Liu’s fortune is derived from his 15% stake in JD.com, China’s second-largest e-commerce company. JD.com had more than 220 million active customers and 157,830 employees at the end of 2017, according to its 2017 annual report. It had revenue of 365 billion yuan ($53.7 billion) in 2017.

According to arrest records, Liu Qiangdong, who uses the English name Richard, was arrested in Minneapolis and brought in at 11:32 p.m. Friday on an accusation of “criminal sexual conduct” and released just over 16 hours later.

As Bloomberg reports, Minneapolis Police Department spokesman John Elder declined to provide any further details about the reasons for the arrest, but said authorities decided not to keep Liu in custody and haven’t imposed any travel restrictions on him while conducting their investigation.

“We are very much in the infancy of this investigation,” Elder said. Authorities may decide not to charge Liu at all, he added.

“There are no travel restrictions on him at the moment and he’s not charged with a crime at this time.”

Upon release, the billionaire flew swiftly back to the ‘safety’ of his home country, China. According to JD.com’s official Weibo (social media) account, the company claims that US police found no misconduct in their probe, but failed to explain how that assertion squared with the police’s own statement of an ongoing investigation.

As Bloomberg reports, police haven’t outlined specific accusations against Liu, said Joseph Friedberg, who JD confirmed as representing the billionaire. His team was now awaiting details from the authorities before deciding on next steps, and Friedberg wouldn’t elaborate further.

“No one has told him or us what the accusations are,” he said in a phone interview.

“If he were to be charged — and I don’t think there is any possibility of that — he would certainly come back to face charges.”

Most intriguingly, however, Bloomberg points out that earlier this year, a guest at a party Liu hosted in downtown Sydney was convicted of sexually assaulting a fellow guest after the event. There was no accusation of any misconduct by Liu. The billionaire lost a legal attempt to keep his name out of the records. Over the weekend, JD said it will take legal action against the publishing of untrue reports or rumors.

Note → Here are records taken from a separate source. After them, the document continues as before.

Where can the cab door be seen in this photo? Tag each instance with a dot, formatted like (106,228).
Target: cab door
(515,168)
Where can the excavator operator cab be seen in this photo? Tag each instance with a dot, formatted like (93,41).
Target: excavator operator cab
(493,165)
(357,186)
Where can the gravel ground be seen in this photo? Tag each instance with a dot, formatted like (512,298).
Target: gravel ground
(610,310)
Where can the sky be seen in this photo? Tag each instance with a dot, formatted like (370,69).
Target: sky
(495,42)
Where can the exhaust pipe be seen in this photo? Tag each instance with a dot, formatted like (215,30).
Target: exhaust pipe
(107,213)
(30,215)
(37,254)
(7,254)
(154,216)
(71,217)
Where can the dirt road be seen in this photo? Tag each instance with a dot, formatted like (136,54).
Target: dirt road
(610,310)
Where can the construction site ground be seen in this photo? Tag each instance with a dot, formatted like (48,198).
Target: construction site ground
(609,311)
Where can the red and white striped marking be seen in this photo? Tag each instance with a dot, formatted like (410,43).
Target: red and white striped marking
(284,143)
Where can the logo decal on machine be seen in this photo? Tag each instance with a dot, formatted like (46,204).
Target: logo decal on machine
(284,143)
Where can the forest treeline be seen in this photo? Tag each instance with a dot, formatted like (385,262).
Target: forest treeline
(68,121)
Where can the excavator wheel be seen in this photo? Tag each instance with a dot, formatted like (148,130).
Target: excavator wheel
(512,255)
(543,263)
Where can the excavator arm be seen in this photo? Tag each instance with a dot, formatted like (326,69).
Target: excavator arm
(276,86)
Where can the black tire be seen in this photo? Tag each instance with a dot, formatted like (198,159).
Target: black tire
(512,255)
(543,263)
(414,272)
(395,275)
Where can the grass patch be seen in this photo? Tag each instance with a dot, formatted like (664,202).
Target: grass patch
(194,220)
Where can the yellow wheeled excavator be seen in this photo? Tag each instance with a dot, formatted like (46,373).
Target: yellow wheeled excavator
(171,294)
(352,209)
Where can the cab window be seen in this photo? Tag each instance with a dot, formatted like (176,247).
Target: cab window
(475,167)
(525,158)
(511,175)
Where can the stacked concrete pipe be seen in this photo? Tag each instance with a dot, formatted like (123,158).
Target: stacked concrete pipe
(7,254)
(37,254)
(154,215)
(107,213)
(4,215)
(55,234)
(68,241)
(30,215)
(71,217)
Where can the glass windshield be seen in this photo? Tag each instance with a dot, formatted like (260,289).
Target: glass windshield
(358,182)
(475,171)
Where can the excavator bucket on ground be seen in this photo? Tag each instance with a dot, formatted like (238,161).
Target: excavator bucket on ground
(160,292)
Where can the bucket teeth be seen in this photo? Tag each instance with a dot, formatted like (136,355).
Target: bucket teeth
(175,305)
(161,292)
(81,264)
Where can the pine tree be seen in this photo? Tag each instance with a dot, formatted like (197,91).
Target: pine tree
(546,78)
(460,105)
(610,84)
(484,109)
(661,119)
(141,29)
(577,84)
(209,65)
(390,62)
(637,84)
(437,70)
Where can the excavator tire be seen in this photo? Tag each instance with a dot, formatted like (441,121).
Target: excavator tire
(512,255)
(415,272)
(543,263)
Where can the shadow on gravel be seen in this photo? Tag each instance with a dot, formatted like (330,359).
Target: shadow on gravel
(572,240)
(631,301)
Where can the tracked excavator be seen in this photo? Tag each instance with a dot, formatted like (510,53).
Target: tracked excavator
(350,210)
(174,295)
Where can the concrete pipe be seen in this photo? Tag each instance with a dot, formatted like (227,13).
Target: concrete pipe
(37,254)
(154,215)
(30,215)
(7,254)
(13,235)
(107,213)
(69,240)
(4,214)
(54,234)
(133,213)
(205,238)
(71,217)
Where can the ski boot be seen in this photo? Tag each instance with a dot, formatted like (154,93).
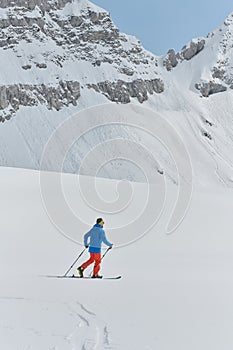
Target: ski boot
(96,276)
(80,270)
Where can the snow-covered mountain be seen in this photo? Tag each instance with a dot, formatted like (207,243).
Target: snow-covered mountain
(61,57)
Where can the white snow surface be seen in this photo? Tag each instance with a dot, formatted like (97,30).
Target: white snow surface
(175,291)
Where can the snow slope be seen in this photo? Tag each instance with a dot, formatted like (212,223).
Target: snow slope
(176,290)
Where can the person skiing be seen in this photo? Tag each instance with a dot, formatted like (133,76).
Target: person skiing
(94,239)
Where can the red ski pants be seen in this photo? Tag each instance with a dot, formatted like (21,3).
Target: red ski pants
(96,258)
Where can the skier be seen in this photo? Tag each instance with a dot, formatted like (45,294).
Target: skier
(96,236)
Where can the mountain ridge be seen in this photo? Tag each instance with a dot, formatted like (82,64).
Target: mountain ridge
(60,59)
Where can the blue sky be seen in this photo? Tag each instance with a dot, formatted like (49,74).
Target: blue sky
(165,24)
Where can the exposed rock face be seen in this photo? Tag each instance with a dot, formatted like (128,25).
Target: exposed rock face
(210,88)
(122,91)
(171,60)
(187,53)
(192,49)
(14,96)
(78,33)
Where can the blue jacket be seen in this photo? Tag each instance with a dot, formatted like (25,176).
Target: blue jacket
(96,237)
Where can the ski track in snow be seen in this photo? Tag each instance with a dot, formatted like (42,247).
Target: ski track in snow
(75,328)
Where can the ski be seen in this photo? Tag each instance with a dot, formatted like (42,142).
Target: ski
(87,277)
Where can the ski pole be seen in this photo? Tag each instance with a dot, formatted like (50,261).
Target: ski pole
(103,257)
(75,261)
(106,252)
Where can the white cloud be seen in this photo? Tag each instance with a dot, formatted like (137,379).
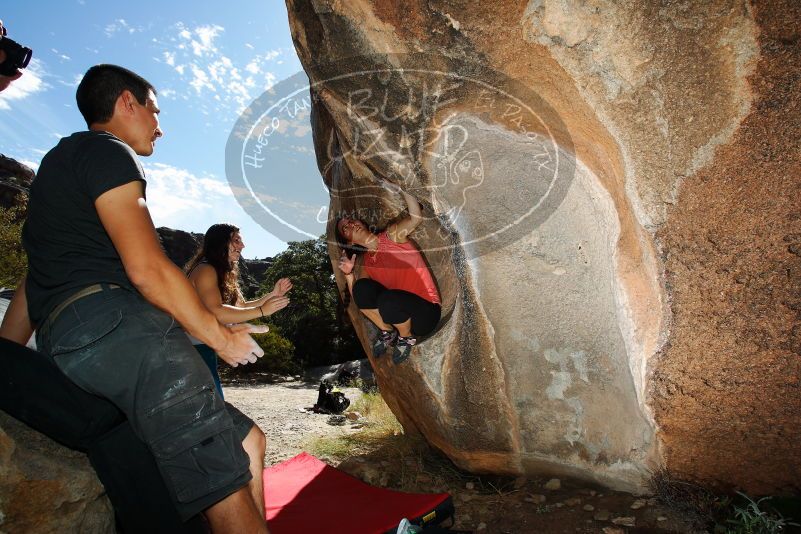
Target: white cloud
(175,194)
(197,56)
(120,25)
(32,164)
(31,82)
(76,79)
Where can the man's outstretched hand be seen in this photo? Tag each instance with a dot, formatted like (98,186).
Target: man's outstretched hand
(241,349)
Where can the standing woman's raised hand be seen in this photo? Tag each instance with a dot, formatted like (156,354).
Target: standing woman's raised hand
(273,304)
(282,287)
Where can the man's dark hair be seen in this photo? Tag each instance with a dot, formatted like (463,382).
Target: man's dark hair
(102,85)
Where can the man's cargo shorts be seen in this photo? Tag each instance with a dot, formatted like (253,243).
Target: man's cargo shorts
(116,345)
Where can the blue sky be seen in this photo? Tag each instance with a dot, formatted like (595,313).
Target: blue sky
(208,61)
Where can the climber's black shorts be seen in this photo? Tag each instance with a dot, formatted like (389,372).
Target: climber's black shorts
(397,306)
(115,345)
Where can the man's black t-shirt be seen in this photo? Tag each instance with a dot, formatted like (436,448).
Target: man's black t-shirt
(68,248)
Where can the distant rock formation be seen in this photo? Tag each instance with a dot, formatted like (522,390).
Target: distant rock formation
(180,246)
(15,180)
(639,310)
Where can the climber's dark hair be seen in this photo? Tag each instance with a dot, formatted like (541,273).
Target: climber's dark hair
(350,249)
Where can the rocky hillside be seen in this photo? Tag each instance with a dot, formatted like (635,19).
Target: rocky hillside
(611,199)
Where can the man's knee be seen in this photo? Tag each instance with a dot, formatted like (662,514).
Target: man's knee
(255,441)
(191,437)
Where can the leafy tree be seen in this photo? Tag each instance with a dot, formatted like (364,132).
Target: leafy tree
(314,321)
(13,261)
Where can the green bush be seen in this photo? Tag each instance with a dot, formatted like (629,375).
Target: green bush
(315,321)
(13,261)
(754,517)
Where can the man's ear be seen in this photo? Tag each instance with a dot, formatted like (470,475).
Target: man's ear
(125,102)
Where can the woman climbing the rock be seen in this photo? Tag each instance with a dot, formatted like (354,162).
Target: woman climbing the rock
(214,272)
(394,288)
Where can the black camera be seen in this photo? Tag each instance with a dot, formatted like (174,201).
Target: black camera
(17,56)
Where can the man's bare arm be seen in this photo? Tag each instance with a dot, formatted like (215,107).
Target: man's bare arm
(16,323)
(125,217)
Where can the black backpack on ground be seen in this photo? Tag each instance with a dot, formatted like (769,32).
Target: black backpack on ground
(330,399)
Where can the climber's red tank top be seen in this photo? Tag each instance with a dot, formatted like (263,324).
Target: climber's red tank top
(400,266)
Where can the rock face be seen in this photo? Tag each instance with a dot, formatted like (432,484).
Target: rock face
(45,487)
(611,199)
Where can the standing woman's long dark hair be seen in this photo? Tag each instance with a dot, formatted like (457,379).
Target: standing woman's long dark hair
(214,251)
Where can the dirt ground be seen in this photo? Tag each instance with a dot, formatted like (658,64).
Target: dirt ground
(483,504)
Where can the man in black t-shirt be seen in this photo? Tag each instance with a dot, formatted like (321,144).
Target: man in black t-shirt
(98,288)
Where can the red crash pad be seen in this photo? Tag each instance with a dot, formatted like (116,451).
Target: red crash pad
(304,494)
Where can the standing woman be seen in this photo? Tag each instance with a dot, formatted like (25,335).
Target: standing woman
(393,286)
(214,272)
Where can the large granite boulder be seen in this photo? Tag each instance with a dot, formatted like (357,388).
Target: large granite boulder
(611,198)
(47,488)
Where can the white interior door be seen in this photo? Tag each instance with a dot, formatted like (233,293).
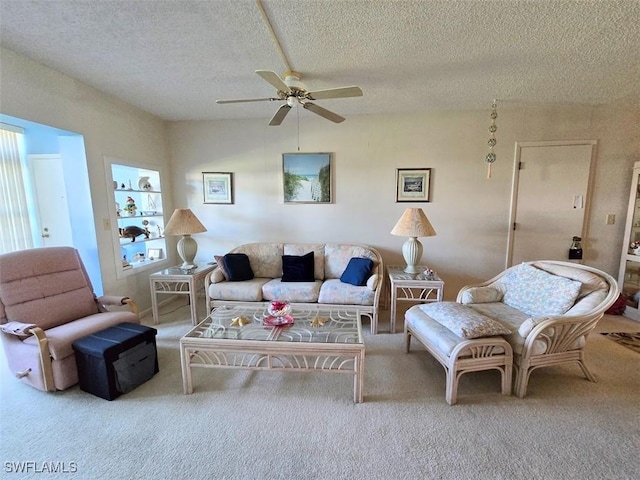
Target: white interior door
(550,199)
(50,195)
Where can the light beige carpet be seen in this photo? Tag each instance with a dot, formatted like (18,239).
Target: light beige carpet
(272,425)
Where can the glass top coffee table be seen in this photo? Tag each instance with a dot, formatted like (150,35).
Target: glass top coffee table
(328,340)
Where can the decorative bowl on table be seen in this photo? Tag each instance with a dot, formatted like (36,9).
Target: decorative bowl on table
(278,314)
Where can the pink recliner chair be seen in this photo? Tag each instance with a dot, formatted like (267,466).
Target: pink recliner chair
(47,303)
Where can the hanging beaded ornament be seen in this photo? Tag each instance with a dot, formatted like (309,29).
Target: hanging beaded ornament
(491,156)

Liu’s net worth has fallen dramatically in the last few months (from over $10bn to ‘just’ $7.3bn currently) as the share price of his company has plunged relative to other tech stocks…

And, as Mark Natkin, managing director of Beijing-based Marbridge Consulting, notes, things may be about to get worse after these allegations: “Investors may treat the stock cautiously for the next short while as they wait to see how this issue is resolved.”